Re: Using xmin to identify last modified rows

From: Gregory Stark <stark(at)enterprisedb(dot)com>
To: Richard Broersma <richard(dot)broersma(at)gmail(dot)com>
Cc: Stéphane A(dot) Schildknecht <stephane(dot)schildknecht(at)postgresqlfr(dot)org>, Postgres General <pgsql-general(at)postgresql(dot)org>
Subject: Re: Using xmin to identify last modified rows
Date: 2009-02-25 15:36:15
Message-ID: 87skm2ttow.fsf@oxford.xeocode.com
Views: Raw Message | Whole Thread | Download mbox | Resend email
Thread:
Lists: pgsql-general

Richard Broersma <richard(dot)broersma(at)gmail(dot)com> writes:

> On Wed, Feb 25, 2009 at 5:21 AM, Gregory Stark <stark(at)enterprisedb(dot)com> wrote:
>
>> I'm not sure using xmin is such a great idea really. It's handy for ad-hoc
>> queries but there are all kinds of cases where it might not give you the
>> results you expect.
>
>
> Its been a while since the following emails were written. Has the
> treatment of xmin changed since then, or is using a timestamp a better
> practice?
>
> http://archives.postgresql.org/pgsql-novice/2007-02/msg00079.php
> http://archives.postgresql.org/pgsql-hackers/2004-02/msg00654.php

Well those emails aren't discussing evaluating when records were updated or
deciding which were updated more recently than others. All they say is that in
Postgres if ctid and xmin both match then you're looking at the same version
of the same record. For a gui table editor or ODBC driver that's an important
thing to know.

If what you want to do is find records which have been updated for something
like a "Recently updated pages" it's unlikely that the desired behaviour will
exactly match how Postgres works. You're better off deciding the policy you
want and writing code to implement that.

Some examples of how xmin might not do what you expect: The order in which
transactions *start* will determine the ordering, not the order in which they
commit.

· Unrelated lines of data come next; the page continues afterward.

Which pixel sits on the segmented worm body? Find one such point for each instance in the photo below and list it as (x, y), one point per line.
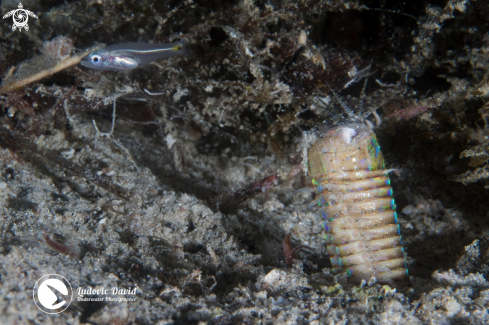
(356, 204)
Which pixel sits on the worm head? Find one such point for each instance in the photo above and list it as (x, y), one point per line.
(344, 136)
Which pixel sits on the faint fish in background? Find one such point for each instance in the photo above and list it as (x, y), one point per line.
(127, 56)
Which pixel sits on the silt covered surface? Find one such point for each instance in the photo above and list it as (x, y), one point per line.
(140, 206)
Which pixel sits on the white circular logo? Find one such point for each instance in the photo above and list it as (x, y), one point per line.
(52, 294)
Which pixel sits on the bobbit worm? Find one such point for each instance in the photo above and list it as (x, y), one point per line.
(356, 205)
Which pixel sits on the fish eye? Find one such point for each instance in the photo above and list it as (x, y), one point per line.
(96, 59)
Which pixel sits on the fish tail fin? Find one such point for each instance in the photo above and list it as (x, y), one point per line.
(190, 49)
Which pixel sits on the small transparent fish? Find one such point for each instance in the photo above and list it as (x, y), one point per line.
(127, 56)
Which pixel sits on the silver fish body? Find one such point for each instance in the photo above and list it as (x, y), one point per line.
(127, 56)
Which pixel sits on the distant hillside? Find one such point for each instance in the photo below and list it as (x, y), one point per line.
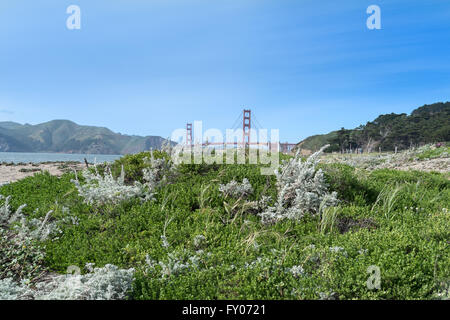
(67, 137)
(427, 124)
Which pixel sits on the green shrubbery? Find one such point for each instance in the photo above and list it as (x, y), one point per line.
(188, 243)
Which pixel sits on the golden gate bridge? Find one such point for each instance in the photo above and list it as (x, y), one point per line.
(245, 118)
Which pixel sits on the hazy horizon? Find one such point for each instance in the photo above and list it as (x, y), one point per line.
(146, 69)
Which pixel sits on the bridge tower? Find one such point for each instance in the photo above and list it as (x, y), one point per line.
(246, 126)
(189, 134)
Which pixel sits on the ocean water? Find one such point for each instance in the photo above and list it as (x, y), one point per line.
(17, 157)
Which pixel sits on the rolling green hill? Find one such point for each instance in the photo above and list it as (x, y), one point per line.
(427, 124)
(68, 137)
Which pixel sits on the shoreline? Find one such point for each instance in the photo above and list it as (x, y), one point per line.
(13, 172)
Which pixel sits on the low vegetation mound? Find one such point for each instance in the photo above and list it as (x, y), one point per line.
(143, 228)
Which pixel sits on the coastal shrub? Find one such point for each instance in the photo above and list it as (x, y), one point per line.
(302, 189)
(184, 245)
(107, 283)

If you look at records you've updated in the same transaction it's
even possible to see records which come from the "future". If any records have
frozen you lose any record of what order they were created.

Another example is that it's impossible to ignore "trivial" updates -- any
update will update xmin no matter how trivial, even if no columns are updated.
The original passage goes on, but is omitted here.